L'immédiateté du récit à la première personne nous conduit aux écrits quotidiens, tels les journaux personnels, les Mémoires et les lettres, produits par des gens ordinaires. Les plus courants ont été écrits par des immigrants qui, dans leurs lettres et journaux personnels, traduisent l'urgence d'enregistrer et de communiquer leurs nouvelles expériences. Leurs Mémoires et leurs souvenirs montrent qu'ils sont conscients de la mouvance du monde qui les entoure.

La frontière est souvent mince entre ces différents genres -- journaux, Mémoires et lettres (et bien sûr, entre littérature et communication, publique et privée). Les écrits des émigrants sont lus à voix haute, transcrits pour être diffusés, et parfois publiés dans la presse. Les journaux écrits à bord des bateaux sont postés au pays natal, et on relie, sous forme de journal, les lettres composées au jour le jour. Certains écrivailleurs invétérés, tel Robert Hume, fermier cultivé de Cobourg, se servent de leurs journaux comme matériau brut qu'ils transforment en production littéraire.

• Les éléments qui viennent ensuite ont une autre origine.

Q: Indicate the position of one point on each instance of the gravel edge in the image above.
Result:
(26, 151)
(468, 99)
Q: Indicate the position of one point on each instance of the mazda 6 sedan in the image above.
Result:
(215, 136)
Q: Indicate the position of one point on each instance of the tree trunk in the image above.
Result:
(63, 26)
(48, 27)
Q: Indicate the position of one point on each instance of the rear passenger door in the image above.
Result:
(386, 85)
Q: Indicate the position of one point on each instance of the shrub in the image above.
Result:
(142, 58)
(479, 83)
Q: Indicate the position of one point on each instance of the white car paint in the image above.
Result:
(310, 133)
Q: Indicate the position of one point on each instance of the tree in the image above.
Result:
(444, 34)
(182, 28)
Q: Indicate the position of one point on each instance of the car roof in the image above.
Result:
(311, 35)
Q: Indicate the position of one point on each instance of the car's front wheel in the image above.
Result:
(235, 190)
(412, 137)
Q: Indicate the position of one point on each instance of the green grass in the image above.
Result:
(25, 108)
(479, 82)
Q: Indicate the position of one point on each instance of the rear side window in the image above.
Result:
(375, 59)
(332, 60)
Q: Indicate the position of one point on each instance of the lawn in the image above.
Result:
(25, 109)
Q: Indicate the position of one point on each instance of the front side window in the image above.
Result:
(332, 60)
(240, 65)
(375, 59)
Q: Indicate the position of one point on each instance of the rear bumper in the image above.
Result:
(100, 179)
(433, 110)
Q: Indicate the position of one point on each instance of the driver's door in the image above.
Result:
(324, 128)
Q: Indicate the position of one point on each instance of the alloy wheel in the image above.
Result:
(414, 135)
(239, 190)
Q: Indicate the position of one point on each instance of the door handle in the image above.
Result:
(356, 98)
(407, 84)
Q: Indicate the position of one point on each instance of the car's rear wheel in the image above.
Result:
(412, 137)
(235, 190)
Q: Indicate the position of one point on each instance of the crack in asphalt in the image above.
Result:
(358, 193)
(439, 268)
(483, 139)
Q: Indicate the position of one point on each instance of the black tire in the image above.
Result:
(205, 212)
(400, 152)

Même les personnes peu enclines à écrire ont peut-être tenu un journal durant la traversée de l'Atlantique, entre autres parce que l'émigration est une décision capitale. Les longs moments de loisir en mer incitent à écrire, soit parce que l'auteur souhaite enregistrer les anecdotes et péripéties du voyage, veut maîtriser cette nouvelle expérience en la réduisant, couchée sur le papier, au rituel quotidien, ou encore répond à la pression de sa famille qui lui demande de faire parvenir de précieuses informations.

Les historiens, qui longtemps se sont penchés sur Mémoires et journaux de voyages pour interroger leur contenu, les explorent aujourd'hui plus profondément pour en dégager les perceptions et les constructions tirées de l'expérimentation et de la vision des auteurs. Ces derniers n'ont pas enregistré systématiquement tout ce qu'ils ont vu. Comment expliquer ce qu'ils ont choisi de transcrire, leur vision propre, et leur façon de la communiquer par l'écriture? Qu'est-ce qui a façonné et nuancé leur compréhension de leurs expériences nouvelles?

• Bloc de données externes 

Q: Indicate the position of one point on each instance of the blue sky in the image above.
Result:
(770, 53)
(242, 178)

Les récits de voyages personnels s'inspirent, dans leur traitement et par leur sujet, des guides destinés aux immigrants, et parfois remplissent aussi ce rôle. Même les moins instruits se conforment, dans une certaine mesure, aux conventions littéraires. Le récit de voyage exige une structure chronologique, et les Mémoires racontent comment le voyageur passe de la civilisation au « désert immense » puis revient au monde civilisé.

Les récits de voyage portent la trace de la culture populaire -- la presse, la langue et les métaphores bibliques, les sermons littéraires et Shakespeare. Les nouveaux arrivants tentent désespérément de décrire ce qu'ils voient par le recours aux catégories littéraires familières; ils voient le paysage avec un regard qui n'a l'habitude que des rives lointaines. Les gens et la terre leur semblent indomptés, voire féroces, par comparaison à ce qu'ils connaissent. Même lorsqu'ils se réjouissent de la nouveauté, les immigrants s'efforcent d'imposer les idées sociales du vieux monde, et ils reproduisent en terre nouvelle les valeurs auxquelles ils sont accoutumés.

Les écrits quotidiens comptent parmi les sources qui nous permettent le mieux de comprendre l'expérience de l'émigration vécue par chacun des sexes, car hommes et femmes l'appréhendent différemment. Ils n'ont pas les mêmes occasions d'emploi, et le rapport de pouvoir, à l'intérieur de la famille, se modifie. Les journaux tenus par les enfants, ici représentés par celui des Hallen, sont aussi rares que délicieux. Dans une certaine classe sociale, la littérature occupe, dans cette société, une place plus grande que dans la nôtre. Les enfants nés dans une famille où se pratique l'écriture apprennent très tôt à s'exprimer sur papier. Autrefois comme aujourd'hui, les jeunes font appel à des images pour exprimer en dessin ce qu'ils ne peuvent communiquer par les mots. Avec leur vision du monde puérile et leur maturité d'expression, ces journaux d'enfants ne manquent pas de nous impressionner.